Parts of the table were first discovered in geotechnical work in the 1960s and were put on display in the Jewel Tower (next to Westminster Abbey but originally lying within the Westminster Palace precinct).
The original 1960s geotechnical pit, situated under the south steps of Westminster Hall, was never fully backfilled and another fragment of the King's Table was spotted in 2005 under the steps by archaeological consultants Gifford. Further archaeological work by Museum of London Archaeology Service in April 2006 showed that numerous pieces of the King's Table had been broken up by 17th-century masons and incorporated in the foundation of a wall which ran across the width of the Hall. We now know that this grand table was made of Purbeck marble and was built as a series of vertical 'trestles', or uprights, which supported a stone table top.

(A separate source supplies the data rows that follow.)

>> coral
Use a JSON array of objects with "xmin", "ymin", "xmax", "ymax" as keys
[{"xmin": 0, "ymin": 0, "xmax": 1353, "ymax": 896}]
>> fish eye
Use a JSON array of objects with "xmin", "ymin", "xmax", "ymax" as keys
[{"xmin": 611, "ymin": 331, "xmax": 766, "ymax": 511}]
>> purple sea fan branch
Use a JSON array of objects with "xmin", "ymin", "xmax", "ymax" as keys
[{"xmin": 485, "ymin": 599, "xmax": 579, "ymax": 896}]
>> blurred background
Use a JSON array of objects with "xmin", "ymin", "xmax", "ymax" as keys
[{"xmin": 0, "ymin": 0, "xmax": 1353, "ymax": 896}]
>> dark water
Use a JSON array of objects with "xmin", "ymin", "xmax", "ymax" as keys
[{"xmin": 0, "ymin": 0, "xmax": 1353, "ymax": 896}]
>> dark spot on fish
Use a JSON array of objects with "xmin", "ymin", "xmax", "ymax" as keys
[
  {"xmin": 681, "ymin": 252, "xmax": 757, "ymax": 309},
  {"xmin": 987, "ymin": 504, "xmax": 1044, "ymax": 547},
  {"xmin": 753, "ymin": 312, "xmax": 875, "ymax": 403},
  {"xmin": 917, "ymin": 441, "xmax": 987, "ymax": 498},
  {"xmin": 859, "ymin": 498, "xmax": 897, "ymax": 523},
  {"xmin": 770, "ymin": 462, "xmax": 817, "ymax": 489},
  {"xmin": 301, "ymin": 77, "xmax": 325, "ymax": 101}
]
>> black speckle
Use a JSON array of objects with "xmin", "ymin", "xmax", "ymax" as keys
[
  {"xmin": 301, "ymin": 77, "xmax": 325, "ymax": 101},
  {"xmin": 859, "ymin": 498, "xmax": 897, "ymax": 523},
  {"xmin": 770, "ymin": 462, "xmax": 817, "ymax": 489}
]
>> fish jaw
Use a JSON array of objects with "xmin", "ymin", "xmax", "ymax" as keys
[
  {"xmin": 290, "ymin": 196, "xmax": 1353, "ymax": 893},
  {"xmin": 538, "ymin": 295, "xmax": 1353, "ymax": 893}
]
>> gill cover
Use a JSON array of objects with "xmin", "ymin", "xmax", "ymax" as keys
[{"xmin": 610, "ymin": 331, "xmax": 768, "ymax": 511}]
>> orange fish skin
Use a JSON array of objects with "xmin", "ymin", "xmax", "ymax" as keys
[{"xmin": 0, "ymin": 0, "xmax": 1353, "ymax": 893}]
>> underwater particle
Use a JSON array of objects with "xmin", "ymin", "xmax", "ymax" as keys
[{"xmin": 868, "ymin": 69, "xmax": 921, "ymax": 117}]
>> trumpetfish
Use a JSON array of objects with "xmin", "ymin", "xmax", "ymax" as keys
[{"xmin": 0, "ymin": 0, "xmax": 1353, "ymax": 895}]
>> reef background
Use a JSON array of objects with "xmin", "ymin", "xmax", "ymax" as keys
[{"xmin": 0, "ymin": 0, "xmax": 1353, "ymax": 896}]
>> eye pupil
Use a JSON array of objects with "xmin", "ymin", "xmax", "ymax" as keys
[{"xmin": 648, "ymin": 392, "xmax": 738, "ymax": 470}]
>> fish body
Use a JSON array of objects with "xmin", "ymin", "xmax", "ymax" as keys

The trestles were delicately carved with a gothic arch and a round column. The majestic table would have stood on a dais at the southern end of the hall for use in state banquets. The earliest known reference to the King's Table is during the reign of Edward I (1272-1307) and we know that a new piece of Purbeck marble was bought for the table top in 1307 for the coronation of his son Edward II. In an account of the coronation of Henry VIII and Katharine of Aragon in 1509, the chronicler Edward Hall refers to a nine-piece table, perhaps suggesting that it had nine top sections and ten uprights.
We think we have fragments from about five of these uprights and we hope to start work on an AutoCAD reconstruction. Was the table - a recognised symbol of royal power - broken up by Oliver Cromwell's men during the Commonwealth of the 1650s?.
Accounts of the rediscovery of the King's Table have appeared in The Times (16th June 2006) and British Archaeology (June/July 2006).